先生の指示は、至って真っ当な指示であったので、どこに「顔芸」をいれるのか少し考えた。オーバーリアクションを求められているのはわかるが、相手の生徒さんはそれを見てどう思うのだろう...

考えた挙句、先生の指示を「普通に」汲み取った「ノーマルバージョン」と、とにかく過剰に先生の指示を表現した「ハードバージョン」の二種類を用意し、先生にご意向に沿う方を選んでいただくことにした。

予想通り「ハードバージョン」の収録は難航した。(映像はハードバージョンの様子)

要は芸人レベルにぶっとんだ様子を延々カメラに向かってやっていくのである。まじで恥ずかしかったが、「どこまでオーバーにできるか」「どうやったらオーバーに見えるか/聞こえるか」を追求することは非常に勉強になった。「ハード」から「ノーマル」に戻ったとき、「普通に誇張する」だけではできなかった「あと一歩」の表現が、一度「ハード」で思いっきりやってみたことによって、再現力がこじ開けられ、できるようになっていたからである。これは大きな気づきだった。

正直かなり大変だったが、すべての映像を納入し終わった時に、先生はこうおっしゃってくださった。

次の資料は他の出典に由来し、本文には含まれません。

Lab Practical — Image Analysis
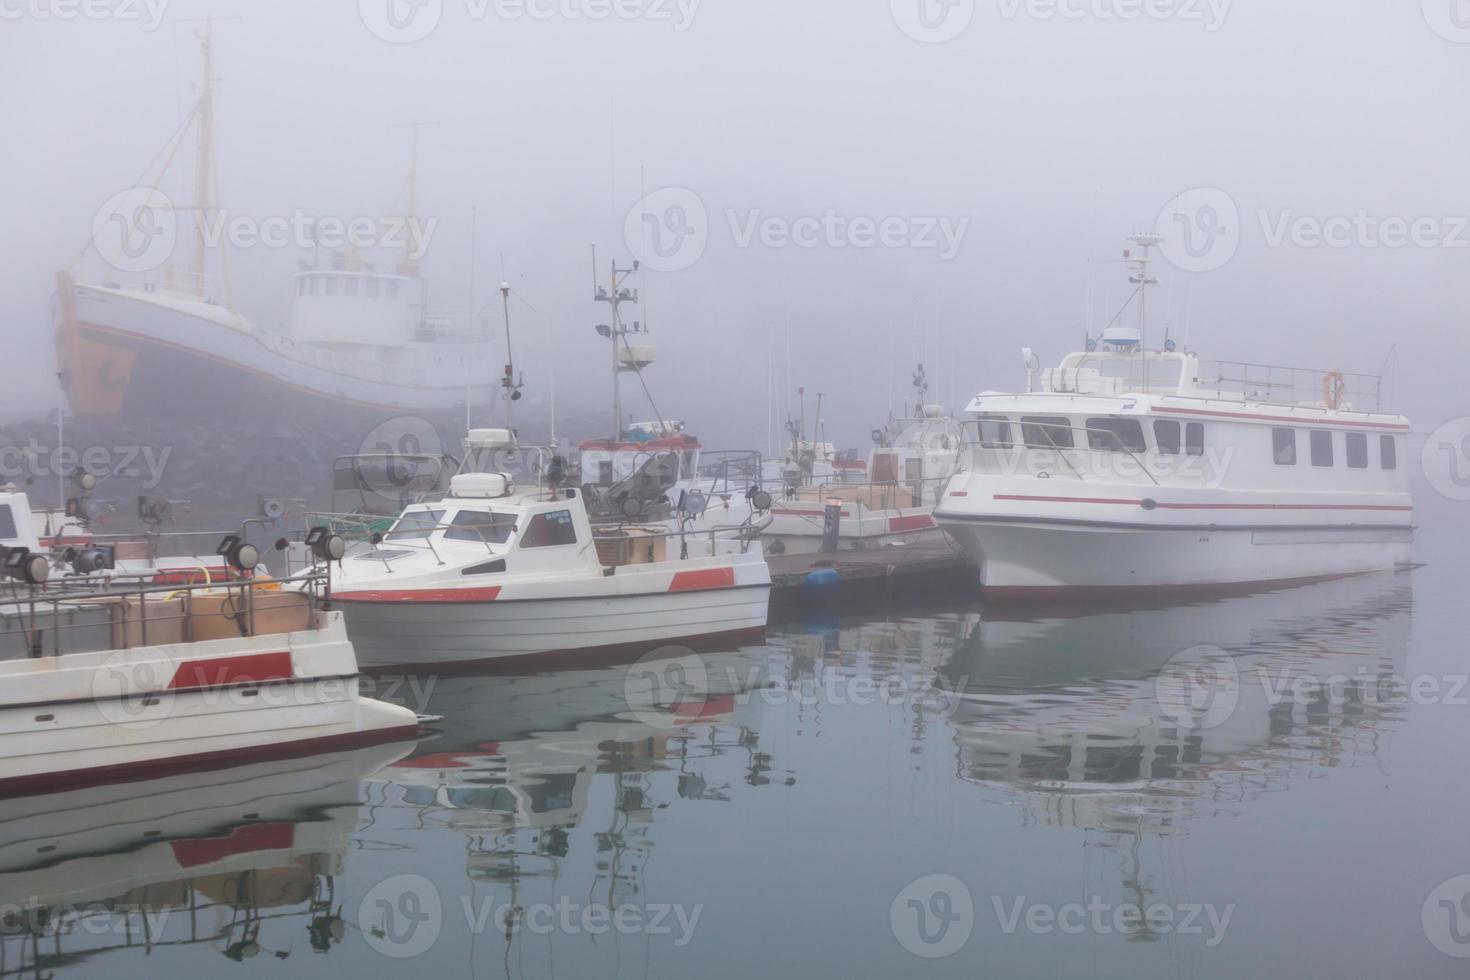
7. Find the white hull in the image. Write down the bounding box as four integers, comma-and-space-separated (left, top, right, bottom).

「このオンライン授業づくりがなければ、精神的に追い込まれていたのではないかと思いました。本当に感謝いたします。」

音楽の先生は、この閉塞した社会の中で、新たな授業環境を生み出さなければならない。コロナは音楽に厳しい。そんな中でもがく教師の方々の苦しみは如何ばかりか。

自分たちの拙い演奏が、少しでも先生の役に立つことを祈っている。